US seizes Irans news outlets; charges Iranian disinformation

The US seized on Tuesday Iranian government-affiliated media websites, as well as three of the Iraqi group Kataeb Hezbollah. The US Justice Department which initiated the action said they were hosted on US-owned domains in violation of sanctions, Al-Jazeera reported.

Visitors to leading Iranian media sites such as Press TV and Al-Alam, the country's main English language and Arabic language broadcasters, as well as the Al-Masirah TV channel of Yemen's Houthis, could see only single-page statements on Wednesday, informing that the website "has been seized by the United States Government" bearing the seals of the Federal Bureau of Investigation and the US Commerce Department.

The 33 websites were held by the Iranian Islamic Radio and Television Union (IRTVU), which is reportedly run by the Islamic Revolutionary Guard Corps Quds Force (IRGC).

The US has included in its blacklist both IRTVU and IRGC. By this, the US makes it illegal for Americans, US companies, and foreign or non-American companies with US subsidiaries to deal with them or their affiliates.

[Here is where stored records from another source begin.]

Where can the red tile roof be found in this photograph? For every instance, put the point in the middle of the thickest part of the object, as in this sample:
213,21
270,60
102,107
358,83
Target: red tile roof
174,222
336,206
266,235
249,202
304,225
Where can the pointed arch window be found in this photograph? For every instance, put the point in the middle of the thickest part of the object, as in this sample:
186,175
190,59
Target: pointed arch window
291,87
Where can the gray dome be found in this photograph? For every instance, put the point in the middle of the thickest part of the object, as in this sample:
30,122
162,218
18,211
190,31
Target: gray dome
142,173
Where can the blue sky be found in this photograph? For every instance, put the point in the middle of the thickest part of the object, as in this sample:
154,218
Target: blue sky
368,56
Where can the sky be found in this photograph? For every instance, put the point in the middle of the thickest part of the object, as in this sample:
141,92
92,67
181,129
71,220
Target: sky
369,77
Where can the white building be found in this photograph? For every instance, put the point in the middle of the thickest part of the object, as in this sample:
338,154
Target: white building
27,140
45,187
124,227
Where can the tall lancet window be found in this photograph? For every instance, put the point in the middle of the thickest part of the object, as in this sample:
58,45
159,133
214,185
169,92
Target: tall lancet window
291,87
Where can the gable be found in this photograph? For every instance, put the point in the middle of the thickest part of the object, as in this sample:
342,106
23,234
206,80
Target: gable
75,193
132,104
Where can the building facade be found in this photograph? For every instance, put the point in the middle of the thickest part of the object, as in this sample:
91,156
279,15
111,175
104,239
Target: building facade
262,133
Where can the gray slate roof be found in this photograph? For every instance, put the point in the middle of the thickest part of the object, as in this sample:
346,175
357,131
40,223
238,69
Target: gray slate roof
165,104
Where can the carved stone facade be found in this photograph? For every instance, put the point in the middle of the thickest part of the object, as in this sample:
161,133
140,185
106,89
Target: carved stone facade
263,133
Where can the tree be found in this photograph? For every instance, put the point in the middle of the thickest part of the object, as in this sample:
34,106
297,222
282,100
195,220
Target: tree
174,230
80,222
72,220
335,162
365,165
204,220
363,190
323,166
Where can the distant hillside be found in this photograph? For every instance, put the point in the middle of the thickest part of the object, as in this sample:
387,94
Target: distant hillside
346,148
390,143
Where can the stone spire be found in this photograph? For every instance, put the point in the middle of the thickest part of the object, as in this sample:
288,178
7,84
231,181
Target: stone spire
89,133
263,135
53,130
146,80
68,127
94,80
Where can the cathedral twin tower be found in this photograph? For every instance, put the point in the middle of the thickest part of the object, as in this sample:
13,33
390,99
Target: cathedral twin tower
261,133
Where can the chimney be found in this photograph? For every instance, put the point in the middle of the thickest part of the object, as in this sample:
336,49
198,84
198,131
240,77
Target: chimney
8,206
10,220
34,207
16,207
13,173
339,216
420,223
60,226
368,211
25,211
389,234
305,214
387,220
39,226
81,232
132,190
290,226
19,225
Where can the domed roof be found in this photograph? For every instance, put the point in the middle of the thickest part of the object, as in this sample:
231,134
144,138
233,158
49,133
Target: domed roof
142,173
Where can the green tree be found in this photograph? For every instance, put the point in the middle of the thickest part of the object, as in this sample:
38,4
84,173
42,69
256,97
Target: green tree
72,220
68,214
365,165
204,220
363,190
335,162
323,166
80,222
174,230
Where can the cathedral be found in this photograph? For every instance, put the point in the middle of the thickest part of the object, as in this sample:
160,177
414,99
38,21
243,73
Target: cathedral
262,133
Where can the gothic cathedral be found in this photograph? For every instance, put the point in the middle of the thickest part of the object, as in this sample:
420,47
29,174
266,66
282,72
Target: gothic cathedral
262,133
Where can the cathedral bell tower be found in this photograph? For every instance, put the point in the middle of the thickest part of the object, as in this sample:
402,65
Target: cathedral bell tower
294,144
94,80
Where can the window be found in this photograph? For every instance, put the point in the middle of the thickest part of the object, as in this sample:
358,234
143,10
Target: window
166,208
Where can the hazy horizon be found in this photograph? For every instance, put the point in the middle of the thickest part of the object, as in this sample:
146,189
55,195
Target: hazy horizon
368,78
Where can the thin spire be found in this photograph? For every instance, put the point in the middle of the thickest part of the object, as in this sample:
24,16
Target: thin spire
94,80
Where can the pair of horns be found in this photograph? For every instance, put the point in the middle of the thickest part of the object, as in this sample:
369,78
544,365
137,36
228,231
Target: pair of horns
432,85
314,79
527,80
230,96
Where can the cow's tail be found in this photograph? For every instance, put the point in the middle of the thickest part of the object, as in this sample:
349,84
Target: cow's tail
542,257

Kataeb Hezbollah, the Iraqi group, designated by Washington as a terror group, owned three sites that were seized and is a military faction believed to have close ties to Tehran.

IRIB charged the United States with repressing freedom of expression.

The US government also took over the domain name of the news website Palestine Today, which reflects the viewpoints of Gaza-based groups Hamas and Islamic Jihad, redirecting the site to the same notice.

As for the Houthis' Al-Masirah, the website of their political wing, branded the action "American piracy and copyright confiscation."

"The government of the United States of America is banning the Al-Masirah website without any justification or even prior notice," they said.

A-Masirah quickly established a new website, using its name but swapping the .net domain for .com.

The US action also comes close on the heels of the election of new Iranian president Ebrahim Raisi, believed to be a hardliner and not ready to meet US President Joe Biden. Raisi wants the US to repeal the sanctions on Iran first, which were reimposed in 2018 following President Trump's decision to withdraw from the deal signed in 2015. The US sanctions were lifted then following a nuclear deal, named the Joint Comprehensive Plan of Action (JCPOA) signed with the involvement of Iran and EU countries and China.